Dennehy may be doing more “Jack Reed” movies for NBC this season. But this month he flies to Vancouver to begin production on a one-hour ABC weekly series entitled “Birdland.”

“I might be on two networks at the same time,” Dennehy says. “Birdland,” he says, is about a psychiatrist who runs a big-city welfare hospital.

“ABC has bought six (episodes). We will see how it goes. It’s a midseason replacement, which means it goes in a slot which somebody has already been blown out of. So its prognosis is not good.”

Advertisement

Dennehy is taking time out of his busy schedule right now to spend time with his new baby boy, whom he and his wife Jennifer adopted the night of the Emmys (Sept. 19). “His name is Cormac,” he says with a smile. “He is named after writer Cormac McCarthy.”

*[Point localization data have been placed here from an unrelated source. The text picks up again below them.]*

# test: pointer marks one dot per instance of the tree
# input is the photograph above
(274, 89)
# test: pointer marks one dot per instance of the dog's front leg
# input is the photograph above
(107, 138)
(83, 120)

And the proud papa says the newest Dennehy is a “terrific kid. He’s an Irish kid. When he was born he was 9 pounds, 6 ounces with red hair. This kid is moving right to cereal very quickly. He wants a hamburger right now.”

If Dennehy has anything to do with it, Cormac will be a sportsman. “I would love to see him learn golf and tennis,” he says. “Gentleman sports. Skill sports. I would like him to be an intellectual, an academic.”

Dennehy starts laughing. “By the time he gets up to that age, I will be in a wheelchair with a tube in my nose. So I won’t have too much effect.”

“Jack Reed: A Badge of Honor” airs Friday at 9 p.m. on NBC.